7. Jumping from one diet to the next
I don’t think all diets are terrible however I do think that most diets encourage bad eating habits when it comes to heavily restricting foods causing you to have a bad relationship with what you eat. When you fall off a diet, you usually end up feeling like a failure or that ‘it’s impossible to be healthy’. The truth is, diets are big money makers which is why there are so many of them out there.
In my experience, boring is best but I don’t mean that in terms of bland food, I mean in terms of repetition and consistency. That means finding meals you enjoy, meals that you can eat over and over again throughout the week and not eating too much of them whilst still feeling full.
How to fix: do some research. There are plenty of recipes out there for free. Have fun and experiment with cooking meals you like the look of. When you’ve got 5 or 6, keep cooking them so you can master the flavours and cooking times. When it becomes a habit to cook these meals, it won’t feel like such a big deal to prepare the ingredients anymore. You’ll have a bunch of meals you love that you know are also good for you.
8. Not planning ahead
To avoid bad eating habits like snacking and mindless grazing, it’s important to plan ahead. This means making a meal planner, removing junk from your kitchen and planning your meals ahead of time if you’re going out with friends. Before you go to the store, write down a list of the things you need and stick to it. There’s a tonne of junk that is designed to grab your attention when you go to the store so sticking to your rigid list is important.
How to fix: create a good meal planner and stick to it. When you go to the store, make sure you buy all of your ingredients so when it comes to cooking your meals you have very little to do.

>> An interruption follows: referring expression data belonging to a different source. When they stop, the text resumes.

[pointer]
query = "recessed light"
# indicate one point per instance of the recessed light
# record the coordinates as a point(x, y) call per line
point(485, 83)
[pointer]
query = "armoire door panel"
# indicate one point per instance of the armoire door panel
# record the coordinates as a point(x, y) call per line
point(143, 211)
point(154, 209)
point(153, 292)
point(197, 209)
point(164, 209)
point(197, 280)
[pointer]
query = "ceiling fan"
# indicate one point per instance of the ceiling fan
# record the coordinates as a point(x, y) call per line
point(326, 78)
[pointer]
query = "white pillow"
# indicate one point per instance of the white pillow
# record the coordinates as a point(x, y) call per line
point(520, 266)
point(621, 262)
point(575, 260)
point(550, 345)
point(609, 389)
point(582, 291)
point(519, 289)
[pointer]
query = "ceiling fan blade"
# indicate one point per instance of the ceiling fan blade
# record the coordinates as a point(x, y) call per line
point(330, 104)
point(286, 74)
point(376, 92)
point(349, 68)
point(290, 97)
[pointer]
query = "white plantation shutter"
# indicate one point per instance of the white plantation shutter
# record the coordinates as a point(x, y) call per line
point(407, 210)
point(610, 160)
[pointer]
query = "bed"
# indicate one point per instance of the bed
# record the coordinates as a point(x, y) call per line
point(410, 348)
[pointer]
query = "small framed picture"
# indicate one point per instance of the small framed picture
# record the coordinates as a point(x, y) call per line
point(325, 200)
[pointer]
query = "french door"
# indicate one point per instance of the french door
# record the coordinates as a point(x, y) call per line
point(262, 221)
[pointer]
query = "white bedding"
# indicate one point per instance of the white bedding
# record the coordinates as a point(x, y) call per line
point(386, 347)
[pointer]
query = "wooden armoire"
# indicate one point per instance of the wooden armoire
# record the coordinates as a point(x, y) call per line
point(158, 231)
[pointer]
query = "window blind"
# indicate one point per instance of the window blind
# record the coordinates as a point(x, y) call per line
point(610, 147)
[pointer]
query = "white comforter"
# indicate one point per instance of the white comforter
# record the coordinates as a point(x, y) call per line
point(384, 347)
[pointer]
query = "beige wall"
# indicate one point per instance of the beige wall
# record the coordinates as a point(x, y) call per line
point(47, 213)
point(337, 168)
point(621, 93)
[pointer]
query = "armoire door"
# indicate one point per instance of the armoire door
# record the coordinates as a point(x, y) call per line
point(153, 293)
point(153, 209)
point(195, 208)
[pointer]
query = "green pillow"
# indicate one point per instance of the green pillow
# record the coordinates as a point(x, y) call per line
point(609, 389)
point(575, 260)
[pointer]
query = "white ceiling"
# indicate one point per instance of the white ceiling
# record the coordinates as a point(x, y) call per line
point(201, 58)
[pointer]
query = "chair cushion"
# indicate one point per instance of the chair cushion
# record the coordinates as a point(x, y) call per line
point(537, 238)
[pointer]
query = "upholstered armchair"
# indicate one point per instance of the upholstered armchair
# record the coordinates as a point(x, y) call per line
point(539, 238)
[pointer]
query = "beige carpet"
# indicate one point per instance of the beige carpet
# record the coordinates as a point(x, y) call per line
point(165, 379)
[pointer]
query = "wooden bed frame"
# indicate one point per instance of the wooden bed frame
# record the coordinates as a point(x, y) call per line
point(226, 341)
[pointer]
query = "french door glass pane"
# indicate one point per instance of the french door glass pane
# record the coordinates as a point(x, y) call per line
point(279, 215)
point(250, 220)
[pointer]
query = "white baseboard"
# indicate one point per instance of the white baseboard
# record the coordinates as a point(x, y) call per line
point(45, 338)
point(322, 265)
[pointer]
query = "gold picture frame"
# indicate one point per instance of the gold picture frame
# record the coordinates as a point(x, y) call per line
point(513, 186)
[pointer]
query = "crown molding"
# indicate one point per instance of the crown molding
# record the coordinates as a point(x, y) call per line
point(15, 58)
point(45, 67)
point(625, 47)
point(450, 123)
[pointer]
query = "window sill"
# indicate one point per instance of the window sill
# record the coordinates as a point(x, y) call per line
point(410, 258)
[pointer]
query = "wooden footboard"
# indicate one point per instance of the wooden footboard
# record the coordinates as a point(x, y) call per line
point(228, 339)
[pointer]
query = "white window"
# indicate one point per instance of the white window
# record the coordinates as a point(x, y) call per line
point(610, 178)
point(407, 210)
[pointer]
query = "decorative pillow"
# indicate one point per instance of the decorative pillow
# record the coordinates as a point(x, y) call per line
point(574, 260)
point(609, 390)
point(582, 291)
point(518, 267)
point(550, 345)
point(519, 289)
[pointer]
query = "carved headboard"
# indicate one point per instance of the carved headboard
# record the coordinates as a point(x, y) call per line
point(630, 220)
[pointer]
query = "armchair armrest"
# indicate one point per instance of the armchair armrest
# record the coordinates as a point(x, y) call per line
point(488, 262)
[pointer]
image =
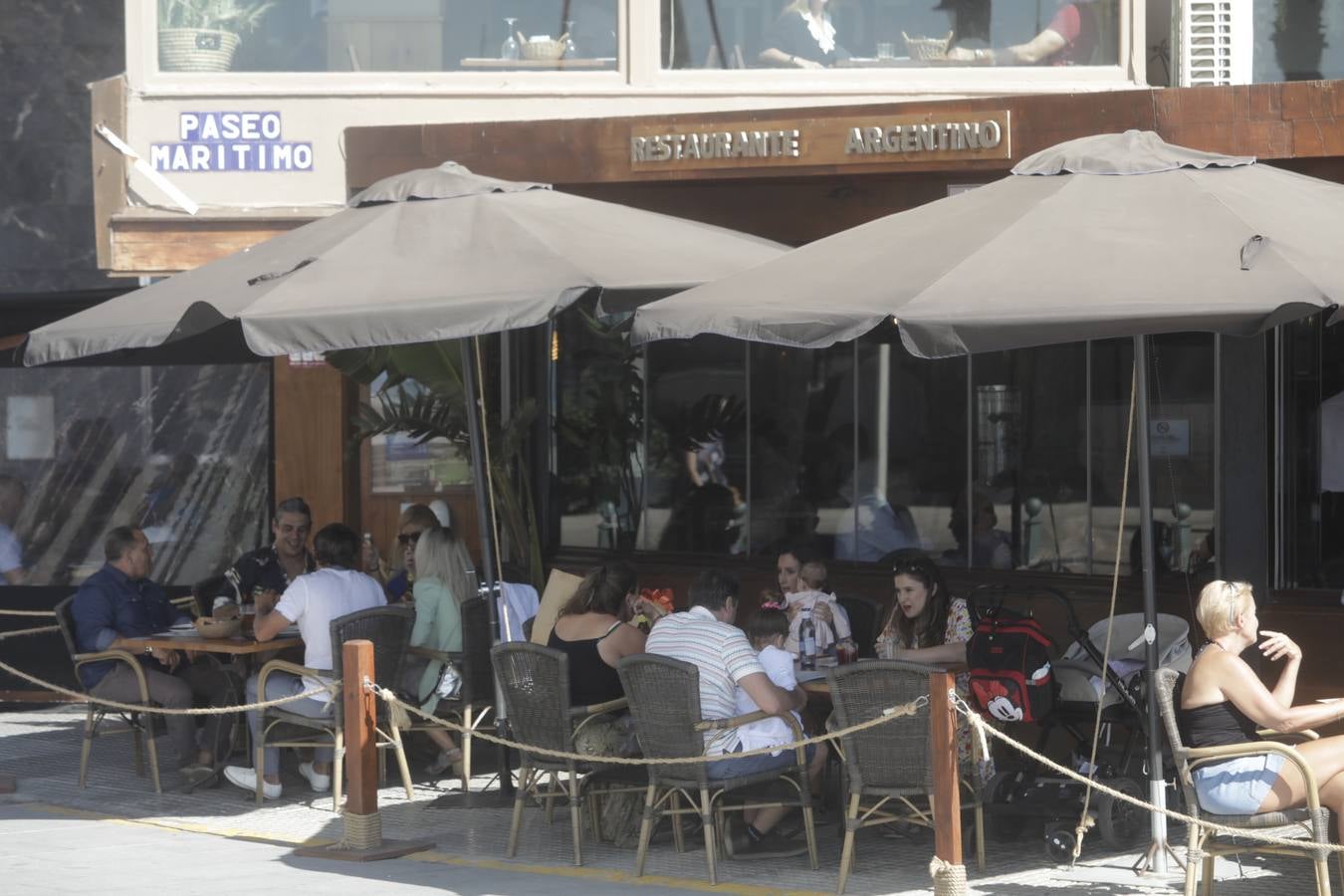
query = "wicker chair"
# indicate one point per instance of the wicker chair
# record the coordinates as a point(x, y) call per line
point(664, 696)
point(476, 700)
point(137, 726)
point(535, 683)
point(390, 630)
point(1202, 845)
point(889, 762)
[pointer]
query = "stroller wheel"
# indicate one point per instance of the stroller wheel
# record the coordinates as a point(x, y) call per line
point(999, 790)
point(1118, 822)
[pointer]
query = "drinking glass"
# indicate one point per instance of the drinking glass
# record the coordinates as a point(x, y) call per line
point(510, 49)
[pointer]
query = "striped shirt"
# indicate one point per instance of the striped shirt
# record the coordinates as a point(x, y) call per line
point(723, 656)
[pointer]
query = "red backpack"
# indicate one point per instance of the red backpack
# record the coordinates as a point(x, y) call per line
point(1008, 657)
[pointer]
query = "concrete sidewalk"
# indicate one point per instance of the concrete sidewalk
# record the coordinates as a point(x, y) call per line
point(117, 834)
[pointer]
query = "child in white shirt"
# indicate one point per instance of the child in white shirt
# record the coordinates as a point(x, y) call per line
point(767, 630)
point(812, 577)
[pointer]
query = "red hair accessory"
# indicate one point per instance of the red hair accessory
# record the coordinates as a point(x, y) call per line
point(661, 596)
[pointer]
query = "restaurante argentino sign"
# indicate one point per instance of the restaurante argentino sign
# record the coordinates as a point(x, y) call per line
point(822, 141)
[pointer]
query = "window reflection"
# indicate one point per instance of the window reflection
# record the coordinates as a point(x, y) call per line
point(814, 34)
point(387, 35)
point(179, 452)
point(696, 446)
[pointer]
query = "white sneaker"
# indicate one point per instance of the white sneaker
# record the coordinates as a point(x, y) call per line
point(246, 778)
point(320, 782)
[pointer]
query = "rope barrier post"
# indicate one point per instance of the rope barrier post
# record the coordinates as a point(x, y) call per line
point(363, 840)
point(949, 875)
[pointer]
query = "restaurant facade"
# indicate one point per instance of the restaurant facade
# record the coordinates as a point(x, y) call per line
point(723, 452)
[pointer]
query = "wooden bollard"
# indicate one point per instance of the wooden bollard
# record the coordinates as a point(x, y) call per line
point(363, 840)
point(947, 798)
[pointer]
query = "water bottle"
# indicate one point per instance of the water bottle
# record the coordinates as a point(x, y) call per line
point(808, 641)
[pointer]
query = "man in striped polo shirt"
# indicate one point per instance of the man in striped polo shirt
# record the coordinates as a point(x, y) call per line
point(705, 634)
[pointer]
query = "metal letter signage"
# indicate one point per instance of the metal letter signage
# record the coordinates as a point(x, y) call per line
point(824, 141)
point(230, 141)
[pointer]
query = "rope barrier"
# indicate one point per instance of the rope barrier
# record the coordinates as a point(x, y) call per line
point(395, 704)
point(138, 707)
point(979, 724)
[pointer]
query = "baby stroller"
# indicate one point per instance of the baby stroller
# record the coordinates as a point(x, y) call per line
point(1013, 795)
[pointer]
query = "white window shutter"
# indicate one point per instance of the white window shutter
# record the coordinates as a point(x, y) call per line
point(1214, 42)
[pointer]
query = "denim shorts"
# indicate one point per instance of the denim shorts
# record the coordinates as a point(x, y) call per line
point(1236, 786)
point(729, 768)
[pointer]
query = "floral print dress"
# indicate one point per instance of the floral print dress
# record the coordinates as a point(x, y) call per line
point(959, 630)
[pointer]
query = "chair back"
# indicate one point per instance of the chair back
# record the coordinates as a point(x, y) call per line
point(535, 683)
point(477, 673)
point(66, 619)
point(863, 622)
point(893, 755)
point(1167, 685)
point(664, 696)
point(388, 629)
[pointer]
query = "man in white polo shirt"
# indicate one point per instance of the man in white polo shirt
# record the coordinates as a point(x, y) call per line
point(705, 634)
point(312, 600)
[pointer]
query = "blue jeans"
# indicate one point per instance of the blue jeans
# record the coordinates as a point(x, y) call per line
point(755, 765)
point(283, 684)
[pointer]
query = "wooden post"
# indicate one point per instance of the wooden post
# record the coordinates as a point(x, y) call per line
point(943, 755)
point(360, 715)
point(363, 840)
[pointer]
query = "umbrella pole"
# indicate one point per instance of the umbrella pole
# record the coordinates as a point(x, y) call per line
point(471, 346)
point(1156, 786)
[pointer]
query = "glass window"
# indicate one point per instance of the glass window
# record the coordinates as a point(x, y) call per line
point(386, 35)
point(695, 484)
point(802, 442)
point(1312, 454)
point(1297, 41)
point(859, 34)
point(180, 452)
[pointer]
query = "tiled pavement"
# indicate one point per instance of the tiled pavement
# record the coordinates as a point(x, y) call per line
point(42, 750)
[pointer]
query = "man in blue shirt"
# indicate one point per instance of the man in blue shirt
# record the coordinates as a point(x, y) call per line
point(119, 602)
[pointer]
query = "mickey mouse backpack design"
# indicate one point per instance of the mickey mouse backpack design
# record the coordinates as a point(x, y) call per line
point(1008, 657)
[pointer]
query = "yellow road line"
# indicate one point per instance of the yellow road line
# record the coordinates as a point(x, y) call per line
point(599, 875)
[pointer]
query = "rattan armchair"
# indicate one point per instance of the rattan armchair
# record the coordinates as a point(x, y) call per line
point(140, 727)
point(535, 683)
point(887, 765)
point(390, 630)
point(1202, 845)
point(476, 700)
point(664, 696)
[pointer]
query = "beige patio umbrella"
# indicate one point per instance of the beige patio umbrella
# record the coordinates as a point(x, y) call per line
point(1102, 237)
point(426, 256)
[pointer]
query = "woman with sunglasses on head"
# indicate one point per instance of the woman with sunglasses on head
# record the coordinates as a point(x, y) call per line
point(446, 577)
point(1221, 700)
point(928, 625)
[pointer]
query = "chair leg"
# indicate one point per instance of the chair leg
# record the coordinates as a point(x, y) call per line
point(400, 762)
point(260, 762)
point(678, 834)
point(525, 782)
point(137, 743)
point(847, 850)
point(645, 830)
point(707, 821)
point(88, 746)
point(153, 757)
point(337, 768)
point(575, 817)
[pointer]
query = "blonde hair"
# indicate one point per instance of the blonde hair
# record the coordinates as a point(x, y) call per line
point(441, 555)
point(813, 573)
point(1220, 604)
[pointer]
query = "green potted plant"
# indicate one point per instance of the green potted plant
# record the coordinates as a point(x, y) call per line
point(202, 35)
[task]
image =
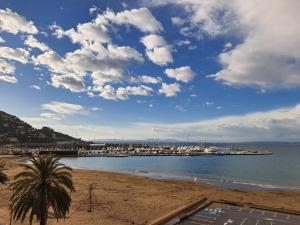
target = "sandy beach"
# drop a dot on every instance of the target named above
(127, 199)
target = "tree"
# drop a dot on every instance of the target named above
(44, 184)
(3, 176)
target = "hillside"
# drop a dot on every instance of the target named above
(14, 130)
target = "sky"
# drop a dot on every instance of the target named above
(193, 70)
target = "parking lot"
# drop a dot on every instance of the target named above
(225, 214)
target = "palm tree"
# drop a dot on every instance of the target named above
(46, 183)
(3, 177)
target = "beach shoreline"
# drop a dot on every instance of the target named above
(120, 198)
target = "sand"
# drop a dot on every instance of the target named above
(127, 199)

9. Cutting entire food groups out
If there’s one thing I’m sure of when it comes to food it’s that cutting entire food groups out can create an unhealthy relationship with food. For example, I’ve seen many people I know cut carbs out of their diet completely, only to feel so hungry that they end up binging and putting more weight on than they lost. Sure, there are people who cut things out for certain health reasons but when it comes to bad eating habits, this is one of the worst, in my opinion.
I personally find that eating a little bit of everything works well. After all, each food group contains nutrients that your body needs, just not in excess.
How to fix: try eating a little bit of each food group without overdoing it. Pay attention to how you feel. For example, if you love bread, find one that makes you feel good but just don’t overdo it.
10. Eating on massive plates
How big are your plates? It sounds kind of silly but the size of your plate could be making you overeat, this is according to several studies. I used to think this was nonsense but I got thinking about going out to eat at fancy restaurants. In general, the plates are much smaller than the ones I have at home and often times the food looks a lot less than what I expect for the money I pay. Regardless, I’m usually completely full by the time I’ve finished my meal.
This goes back to my old habit of wanting to stuff my face and wanting to maximise my fullness, especially if I’ve paid a premium for my food. However, it’s a reminder that more isn’t always better, or, needed.
How to fix: Use a smaller plate. Pay attention to how full you feel after you’ve finished your meal. Do you really need to go back for seconds or is it just more of the taste you’re after?